At least two Palestinians have lost their lives in a fresh Israeli airstrike on the Gaza Strip amid renewed tensions in the blockaded coastal sliver.
Gaza medics said on Tuesday that the Palestinians had been killed in the overnight strike east of the town of Qarara near the fence separating the sliver from the Israeli-occupied territories.
A Gaza Health Ministry spokesman also said that the bodies of the victims had been taken to a hospital without referring to their identities.
The Israeli military claimed in a statement late on Monday that the victims had “approached the fence in the southern Gaza Strip in a suspicious manner and planted a suspicious object along it.”
Earlier on Monday, thousands of Palestinians had gathered on Gaza’s Mediterranean beach to protest Israel’s inhumane siege on the territory.
Some activists sailed in fishing boats near the Gaza fence, flying the Palestinian national flag.
Israeli gunboats shot around the Palestinian boats while the regime’s troops fired tear gas and live rounds at the demonstrators.
The clashes left 26 protesters wounded.
A demonstrator called on the international community “to stand with us (the Gazans) in the Palestinian cause for breaking the siege.”
“We will continue in the naval demonstration.

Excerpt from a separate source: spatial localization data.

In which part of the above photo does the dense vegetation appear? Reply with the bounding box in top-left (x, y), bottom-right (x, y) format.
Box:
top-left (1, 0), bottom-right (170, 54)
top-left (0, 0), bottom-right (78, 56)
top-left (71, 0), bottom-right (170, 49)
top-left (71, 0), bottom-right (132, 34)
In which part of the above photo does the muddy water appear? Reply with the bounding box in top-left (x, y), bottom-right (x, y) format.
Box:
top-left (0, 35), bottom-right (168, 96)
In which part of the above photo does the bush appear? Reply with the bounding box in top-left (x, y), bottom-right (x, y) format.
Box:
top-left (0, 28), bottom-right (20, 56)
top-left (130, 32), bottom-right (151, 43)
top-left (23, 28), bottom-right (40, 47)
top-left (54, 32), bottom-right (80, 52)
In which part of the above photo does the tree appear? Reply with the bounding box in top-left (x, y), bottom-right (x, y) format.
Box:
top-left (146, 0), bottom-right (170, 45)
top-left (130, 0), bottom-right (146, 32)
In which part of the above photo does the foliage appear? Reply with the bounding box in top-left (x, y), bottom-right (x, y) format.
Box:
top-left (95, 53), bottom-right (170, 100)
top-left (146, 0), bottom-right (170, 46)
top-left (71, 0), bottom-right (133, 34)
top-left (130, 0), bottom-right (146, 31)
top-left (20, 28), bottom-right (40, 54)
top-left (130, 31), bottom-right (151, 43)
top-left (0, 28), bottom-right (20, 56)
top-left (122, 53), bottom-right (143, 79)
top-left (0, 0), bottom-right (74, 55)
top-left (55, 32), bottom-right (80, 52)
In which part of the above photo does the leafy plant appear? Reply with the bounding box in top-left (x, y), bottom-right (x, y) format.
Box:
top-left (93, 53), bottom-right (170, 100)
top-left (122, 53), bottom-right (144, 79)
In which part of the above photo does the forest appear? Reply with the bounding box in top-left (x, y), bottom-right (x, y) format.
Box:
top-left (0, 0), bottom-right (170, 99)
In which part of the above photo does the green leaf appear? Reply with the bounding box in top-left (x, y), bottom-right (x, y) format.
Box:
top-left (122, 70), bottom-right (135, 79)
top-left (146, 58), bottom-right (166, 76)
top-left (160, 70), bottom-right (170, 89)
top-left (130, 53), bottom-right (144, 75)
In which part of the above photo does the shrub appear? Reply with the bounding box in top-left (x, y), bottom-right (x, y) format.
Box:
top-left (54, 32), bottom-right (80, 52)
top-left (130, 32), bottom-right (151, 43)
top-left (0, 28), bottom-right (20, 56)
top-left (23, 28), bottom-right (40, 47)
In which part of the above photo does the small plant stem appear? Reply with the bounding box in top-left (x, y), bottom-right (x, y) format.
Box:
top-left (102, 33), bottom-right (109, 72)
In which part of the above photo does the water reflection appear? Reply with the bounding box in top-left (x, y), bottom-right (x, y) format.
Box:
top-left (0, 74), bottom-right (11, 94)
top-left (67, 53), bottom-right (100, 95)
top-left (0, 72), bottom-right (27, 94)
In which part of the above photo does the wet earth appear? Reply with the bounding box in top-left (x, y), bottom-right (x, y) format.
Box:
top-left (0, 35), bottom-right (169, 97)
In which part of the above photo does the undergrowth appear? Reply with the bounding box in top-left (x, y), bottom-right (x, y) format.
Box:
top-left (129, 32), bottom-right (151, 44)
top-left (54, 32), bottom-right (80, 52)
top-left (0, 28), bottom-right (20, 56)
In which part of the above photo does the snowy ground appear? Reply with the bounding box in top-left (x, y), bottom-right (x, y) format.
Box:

We'll come to the sea every Monday and we go east Jabalia every Friday. We will continue in our demonstration to deliver it to the whole world," another Gaza protester said.
The Gaza Strip has been under a crippling Israeli siege since 2007 and witnessed three wars since 2008. The Tel Aviv regime carries out regular attacks on Gaza under the pretext of hitting positions belonging to the Hamas resistance movement.
The coastal sliver has also witnessed a fresh wave of tensions since March 30, which marked the start of a series of protests demanding the right to return for the Palestinians driven out of their homeland.
Some 180 Palestinians have been killed and over 20,000 others wounded in renewed Gaza clashes, according to the latest figures released by the Gaza Health Ministry.